Waters was just too damn cold to care anymore. “Maybe he wants it to f-f-fight off those wolves if they c-c-come back. Not a bad ending for ‘em, I’d have to agree.” He removed his overcoat and put it over the shoulder of the German officer. “Listen up, partner. We can’t carry you out in your present state of health, so we’re g-g-gonna let the MPs know you’re here. Don’t know if it’ll do you any g-g-good, but maybe you’ll get some grub, at least. Now, here’s the plan.” He pointed at the Iron Cross and told the officer, “You’re g-g-gonna give that to Berksie here.” He pointed at the end of the alley and made an underhand gesture, like bowling at pins. “We’ll roll the memento of your service to you, understand?”

The officer took in enough of Waters’s Injun signals to get his drift. He removed the Iron Cross, glanced at it one last time with tears in his eyes, and handed it to Berks.

When they reached the far end of the alley, Waters checked the grenade to make sure the safety on the pin was set, then he nodded to Berks. “Give it a tumble.”

Berks grinned with anticipation of his fortune as he took aim down the dark alley and underhanded the grenade like a Sicilian playing bocce ball. Waters flipped off the flashlight and listened to the thud of the rolling until it stopped. In the distance, he heard a weak voice rasp:

Danke.”

As they walked away, Berks slapped Waters on the back and packed the Iron Cross in his pocket for safekeeping. “What’d I tell ya, Dubya. No sweat.”

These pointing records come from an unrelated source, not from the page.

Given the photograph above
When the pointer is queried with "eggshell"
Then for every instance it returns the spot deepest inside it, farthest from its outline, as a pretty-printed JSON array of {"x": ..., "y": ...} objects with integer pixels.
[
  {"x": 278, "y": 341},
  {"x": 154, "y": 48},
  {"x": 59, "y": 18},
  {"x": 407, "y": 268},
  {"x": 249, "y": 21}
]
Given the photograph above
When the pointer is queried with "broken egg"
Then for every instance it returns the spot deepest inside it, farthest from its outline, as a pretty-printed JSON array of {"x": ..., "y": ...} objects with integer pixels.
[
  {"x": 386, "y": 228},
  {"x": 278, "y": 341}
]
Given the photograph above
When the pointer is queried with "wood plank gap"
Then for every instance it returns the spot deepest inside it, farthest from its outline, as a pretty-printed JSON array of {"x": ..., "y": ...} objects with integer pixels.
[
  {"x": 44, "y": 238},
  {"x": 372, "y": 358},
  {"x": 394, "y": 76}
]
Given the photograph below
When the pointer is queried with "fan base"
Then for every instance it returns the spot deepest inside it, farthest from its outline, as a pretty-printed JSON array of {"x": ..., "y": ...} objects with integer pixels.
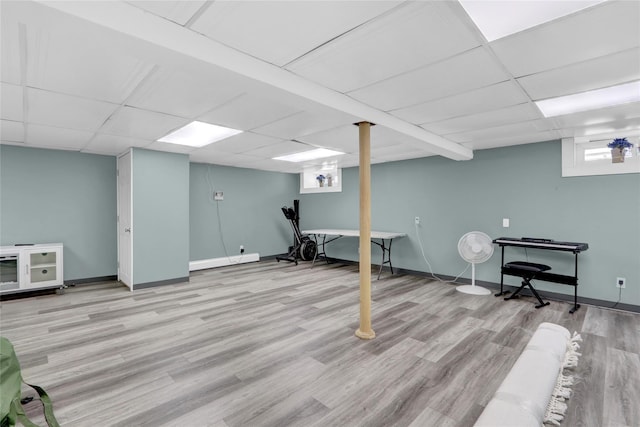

“Yeah, you’re a regular Clemenceau with the peace negotiations. Quite a f-f-feat bartering down a gimp.”

“I’m telling ya, I think I got a talent for the trading profession. Maybe I should look into joining one of those Wall Street brokers and—”

An explosion rocked the buildings behind them.

Ducking their heads under their arms, they turned and saw a cloud of debris settling over the alley they had just left. When the dust finally settled, Waters flipped on the flashlight again. He ran back down the narrow passage.

He turned and retched.

The limbs and organs of the dead German officer—who had just committed suicide—lay splattered along the bloody wall.